Amando è povero e penso che dovrebbe davvero essere amato. Ma non è l’unico a soffrire la fame. Come lui, altri 800 milioni di persone nel mondo oggi andranno a letto con la fame. La fame è una delle conseguenze della povertà. Così come spesso lo è la malattia, e viceversa. L’evidenza parla chiaro: nel mondo, più del cinquanta per cento delle risorse di una famiglia povera viene destinata a curare malattie. Chi è povero non fa prevenzione sanitaria perché non sa cosa deve fare o perché le sue condizioni poverissime non glielo consentono. Chi è povero è costretto a vivere in una dimora poco salubre, spesso un tugurio di un’unica stanza dove vive tutta la famiglia. Il povero non riesce ad accedere all’istruzione, a vestiti, non può definire un progetto di vita ed è costretto a condizioni sociali che determinano la sua esclusione dalla vita sociale. La sua preoccupazione è come riuscire a sfamarsi e a sopravvivere giorno dopo giorno.

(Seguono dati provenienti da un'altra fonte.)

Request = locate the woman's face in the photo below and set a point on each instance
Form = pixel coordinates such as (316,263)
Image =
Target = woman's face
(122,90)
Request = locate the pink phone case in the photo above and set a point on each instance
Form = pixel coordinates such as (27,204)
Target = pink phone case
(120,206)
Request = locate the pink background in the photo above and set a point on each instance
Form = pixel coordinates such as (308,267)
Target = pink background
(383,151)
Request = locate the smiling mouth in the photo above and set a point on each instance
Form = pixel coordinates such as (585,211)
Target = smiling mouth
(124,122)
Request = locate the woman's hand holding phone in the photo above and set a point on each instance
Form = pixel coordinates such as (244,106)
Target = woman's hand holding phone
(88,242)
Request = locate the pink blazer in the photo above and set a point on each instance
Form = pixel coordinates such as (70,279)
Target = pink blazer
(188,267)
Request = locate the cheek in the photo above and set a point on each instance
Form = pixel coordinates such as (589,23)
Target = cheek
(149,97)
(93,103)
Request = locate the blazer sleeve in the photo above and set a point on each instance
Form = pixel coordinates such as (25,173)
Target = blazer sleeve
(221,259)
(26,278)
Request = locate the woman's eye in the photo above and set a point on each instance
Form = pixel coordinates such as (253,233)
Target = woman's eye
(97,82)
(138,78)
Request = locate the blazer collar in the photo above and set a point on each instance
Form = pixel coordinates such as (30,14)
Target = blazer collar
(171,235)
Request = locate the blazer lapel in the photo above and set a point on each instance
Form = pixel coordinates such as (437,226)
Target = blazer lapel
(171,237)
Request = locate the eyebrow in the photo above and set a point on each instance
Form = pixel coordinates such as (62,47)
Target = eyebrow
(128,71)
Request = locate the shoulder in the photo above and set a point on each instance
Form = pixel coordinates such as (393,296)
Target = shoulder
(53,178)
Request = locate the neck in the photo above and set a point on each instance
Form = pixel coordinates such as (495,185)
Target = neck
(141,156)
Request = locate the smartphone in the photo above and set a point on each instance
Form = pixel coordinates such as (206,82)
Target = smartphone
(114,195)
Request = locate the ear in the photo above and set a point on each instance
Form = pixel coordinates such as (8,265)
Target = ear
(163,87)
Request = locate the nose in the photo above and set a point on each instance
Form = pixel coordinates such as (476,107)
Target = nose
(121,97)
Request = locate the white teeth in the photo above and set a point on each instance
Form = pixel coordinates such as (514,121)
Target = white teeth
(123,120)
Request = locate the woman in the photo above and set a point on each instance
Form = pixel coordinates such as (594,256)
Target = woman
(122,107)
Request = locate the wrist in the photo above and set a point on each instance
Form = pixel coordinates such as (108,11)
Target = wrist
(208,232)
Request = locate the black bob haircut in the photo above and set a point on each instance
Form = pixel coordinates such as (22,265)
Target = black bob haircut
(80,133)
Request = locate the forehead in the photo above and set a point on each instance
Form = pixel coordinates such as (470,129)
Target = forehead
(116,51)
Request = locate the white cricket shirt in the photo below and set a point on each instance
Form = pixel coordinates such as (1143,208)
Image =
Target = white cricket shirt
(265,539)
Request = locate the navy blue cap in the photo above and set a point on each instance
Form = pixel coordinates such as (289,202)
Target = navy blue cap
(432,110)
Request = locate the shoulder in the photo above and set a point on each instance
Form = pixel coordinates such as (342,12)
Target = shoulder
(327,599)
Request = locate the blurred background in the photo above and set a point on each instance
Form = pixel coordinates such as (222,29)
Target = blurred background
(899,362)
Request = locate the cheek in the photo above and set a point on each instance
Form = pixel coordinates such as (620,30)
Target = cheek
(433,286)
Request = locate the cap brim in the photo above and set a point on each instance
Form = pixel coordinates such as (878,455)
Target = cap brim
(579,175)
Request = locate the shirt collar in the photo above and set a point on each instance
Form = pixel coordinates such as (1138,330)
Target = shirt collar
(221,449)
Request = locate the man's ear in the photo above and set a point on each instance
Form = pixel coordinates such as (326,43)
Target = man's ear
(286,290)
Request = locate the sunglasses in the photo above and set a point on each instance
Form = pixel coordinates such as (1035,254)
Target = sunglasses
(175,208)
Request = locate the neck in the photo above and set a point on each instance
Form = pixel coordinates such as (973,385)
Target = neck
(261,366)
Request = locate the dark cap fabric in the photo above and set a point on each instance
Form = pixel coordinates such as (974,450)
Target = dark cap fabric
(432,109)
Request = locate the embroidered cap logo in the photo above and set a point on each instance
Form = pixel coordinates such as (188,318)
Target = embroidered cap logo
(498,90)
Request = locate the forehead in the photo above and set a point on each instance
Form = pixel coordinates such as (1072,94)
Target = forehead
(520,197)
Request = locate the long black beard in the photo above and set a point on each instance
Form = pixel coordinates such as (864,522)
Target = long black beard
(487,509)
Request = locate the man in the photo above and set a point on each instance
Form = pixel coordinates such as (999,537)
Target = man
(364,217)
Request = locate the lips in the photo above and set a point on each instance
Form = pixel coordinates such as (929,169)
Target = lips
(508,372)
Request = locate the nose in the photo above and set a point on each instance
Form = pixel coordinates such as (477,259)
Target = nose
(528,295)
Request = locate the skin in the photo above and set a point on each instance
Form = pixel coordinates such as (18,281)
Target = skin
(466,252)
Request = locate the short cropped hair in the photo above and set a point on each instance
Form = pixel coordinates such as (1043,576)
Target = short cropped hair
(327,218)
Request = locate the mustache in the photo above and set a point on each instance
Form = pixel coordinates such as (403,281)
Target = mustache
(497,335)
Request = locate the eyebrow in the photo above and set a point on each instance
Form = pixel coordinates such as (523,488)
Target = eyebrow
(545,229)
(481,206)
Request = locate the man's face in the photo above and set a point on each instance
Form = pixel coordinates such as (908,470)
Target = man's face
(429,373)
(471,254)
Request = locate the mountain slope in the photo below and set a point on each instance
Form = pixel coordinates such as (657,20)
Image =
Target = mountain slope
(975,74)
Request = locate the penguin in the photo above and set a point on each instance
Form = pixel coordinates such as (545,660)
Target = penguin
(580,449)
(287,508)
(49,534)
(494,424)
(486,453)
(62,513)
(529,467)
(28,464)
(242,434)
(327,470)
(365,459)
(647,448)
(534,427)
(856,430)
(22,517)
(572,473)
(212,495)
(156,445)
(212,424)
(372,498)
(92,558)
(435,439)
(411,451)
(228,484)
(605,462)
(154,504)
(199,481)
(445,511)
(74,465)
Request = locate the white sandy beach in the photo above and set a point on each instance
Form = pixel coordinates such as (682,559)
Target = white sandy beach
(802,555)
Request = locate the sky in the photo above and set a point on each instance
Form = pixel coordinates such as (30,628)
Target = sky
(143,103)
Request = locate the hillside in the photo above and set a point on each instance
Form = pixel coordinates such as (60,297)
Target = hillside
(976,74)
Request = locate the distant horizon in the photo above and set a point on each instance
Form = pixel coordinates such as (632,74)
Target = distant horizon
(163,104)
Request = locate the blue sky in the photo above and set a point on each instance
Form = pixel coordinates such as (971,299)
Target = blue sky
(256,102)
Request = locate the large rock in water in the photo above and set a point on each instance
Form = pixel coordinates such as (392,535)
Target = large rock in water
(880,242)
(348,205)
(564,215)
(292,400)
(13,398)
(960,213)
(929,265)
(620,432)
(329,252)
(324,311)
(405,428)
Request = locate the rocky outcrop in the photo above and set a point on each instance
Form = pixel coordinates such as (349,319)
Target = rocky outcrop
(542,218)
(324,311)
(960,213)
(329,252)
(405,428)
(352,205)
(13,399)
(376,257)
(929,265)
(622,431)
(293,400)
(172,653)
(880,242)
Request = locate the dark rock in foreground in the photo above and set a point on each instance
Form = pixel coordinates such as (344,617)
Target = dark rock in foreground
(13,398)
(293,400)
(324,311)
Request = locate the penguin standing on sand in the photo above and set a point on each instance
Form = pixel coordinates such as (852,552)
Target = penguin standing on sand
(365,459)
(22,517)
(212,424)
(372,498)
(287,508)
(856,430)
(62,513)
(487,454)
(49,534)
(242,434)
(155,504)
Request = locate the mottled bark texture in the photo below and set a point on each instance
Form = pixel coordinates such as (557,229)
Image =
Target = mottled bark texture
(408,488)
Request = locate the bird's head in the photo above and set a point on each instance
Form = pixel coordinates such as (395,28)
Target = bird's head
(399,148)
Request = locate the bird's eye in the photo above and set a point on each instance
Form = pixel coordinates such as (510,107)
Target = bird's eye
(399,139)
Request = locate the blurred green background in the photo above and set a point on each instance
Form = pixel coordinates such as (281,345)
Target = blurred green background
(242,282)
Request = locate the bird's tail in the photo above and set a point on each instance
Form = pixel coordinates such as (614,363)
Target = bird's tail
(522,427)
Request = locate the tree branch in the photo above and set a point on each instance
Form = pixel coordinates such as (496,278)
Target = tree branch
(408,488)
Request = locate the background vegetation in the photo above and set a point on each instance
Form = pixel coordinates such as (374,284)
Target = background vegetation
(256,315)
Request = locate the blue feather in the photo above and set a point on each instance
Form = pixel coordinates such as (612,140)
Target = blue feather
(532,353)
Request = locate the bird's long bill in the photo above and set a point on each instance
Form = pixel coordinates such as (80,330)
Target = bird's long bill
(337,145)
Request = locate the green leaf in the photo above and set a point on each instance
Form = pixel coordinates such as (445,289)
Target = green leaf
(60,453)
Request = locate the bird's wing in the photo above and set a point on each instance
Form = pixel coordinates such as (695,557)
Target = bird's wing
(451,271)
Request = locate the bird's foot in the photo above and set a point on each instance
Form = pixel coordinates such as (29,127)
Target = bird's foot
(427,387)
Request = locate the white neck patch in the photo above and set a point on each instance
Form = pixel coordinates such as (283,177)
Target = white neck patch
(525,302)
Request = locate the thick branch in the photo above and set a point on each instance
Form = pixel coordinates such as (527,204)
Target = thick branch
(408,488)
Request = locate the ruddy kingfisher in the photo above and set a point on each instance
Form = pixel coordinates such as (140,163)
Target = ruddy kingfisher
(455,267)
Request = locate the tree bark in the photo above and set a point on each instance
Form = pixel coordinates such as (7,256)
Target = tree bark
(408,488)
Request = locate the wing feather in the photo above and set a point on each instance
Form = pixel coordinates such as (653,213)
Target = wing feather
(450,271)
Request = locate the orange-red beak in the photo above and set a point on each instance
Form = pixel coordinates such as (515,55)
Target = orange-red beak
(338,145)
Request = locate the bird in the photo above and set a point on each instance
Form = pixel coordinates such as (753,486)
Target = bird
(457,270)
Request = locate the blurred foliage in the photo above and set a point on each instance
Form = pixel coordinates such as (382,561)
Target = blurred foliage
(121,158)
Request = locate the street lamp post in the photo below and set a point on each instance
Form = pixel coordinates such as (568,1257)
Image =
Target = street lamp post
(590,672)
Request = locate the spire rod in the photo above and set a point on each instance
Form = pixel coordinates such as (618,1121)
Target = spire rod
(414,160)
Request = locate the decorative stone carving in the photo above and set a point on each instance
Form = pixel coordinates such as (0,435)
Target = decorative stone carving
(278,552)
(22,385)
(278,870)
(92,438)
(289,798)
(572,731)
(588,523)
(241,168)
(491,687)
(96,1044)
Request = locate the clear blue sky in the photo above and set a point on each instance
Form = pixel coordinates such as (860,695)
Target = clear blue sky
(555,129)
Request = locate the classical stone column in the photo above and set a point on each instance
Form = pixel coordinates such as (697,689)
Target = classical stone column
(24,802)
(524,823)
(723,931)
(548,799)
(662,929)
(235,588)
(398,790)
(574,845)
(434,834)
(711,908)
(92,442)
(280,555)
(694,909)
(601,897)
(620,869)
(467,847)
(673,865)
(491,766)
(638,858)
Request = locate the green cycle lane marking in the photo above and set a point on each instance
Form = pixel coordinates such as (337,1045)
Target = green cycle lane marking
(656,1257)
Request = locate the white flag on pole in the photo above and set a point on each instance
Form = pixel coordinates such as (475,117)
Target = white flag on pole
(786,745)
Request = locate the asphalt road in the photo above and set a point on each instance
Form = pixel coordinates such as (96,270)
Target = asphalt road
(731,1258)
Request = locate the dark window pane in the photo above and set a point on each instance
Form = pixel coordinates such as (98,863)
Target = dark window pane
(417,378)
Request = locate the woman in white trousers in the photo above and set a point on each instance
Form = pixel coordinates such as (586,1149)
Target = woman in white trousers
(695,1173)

Raquel e Marcos sono una giovane coppia che vive a Città del Messico. Sono entrambi disoccupati. Hanno due figli, una bimba di un anno e mezzo e l’altro di tre mesi che è morto nel sonno asfissiato tre giorni fa. Marcos è andato a comprare calce viva per seppellire il piccolino in un otre di terracotta, utilizzando un metodo funebre ancestrale. È disperato perché non ha denaro per dargli una sepoltura dignitosa. Avevano deciso di suicidarsi perché non erano neppure in grado di alimentare Socorro, la bimba. Poi, i vicini hanno trovato la coppia ancora viva in un seminterrato e la piccola, abbandonata, in condizioni molto critiche di denutrizione. La disperazione e l’incapacità di provvedere ai bisogni fondamentali legati alla sopravvivenza possono determinare nelle persone comportamenti violenti.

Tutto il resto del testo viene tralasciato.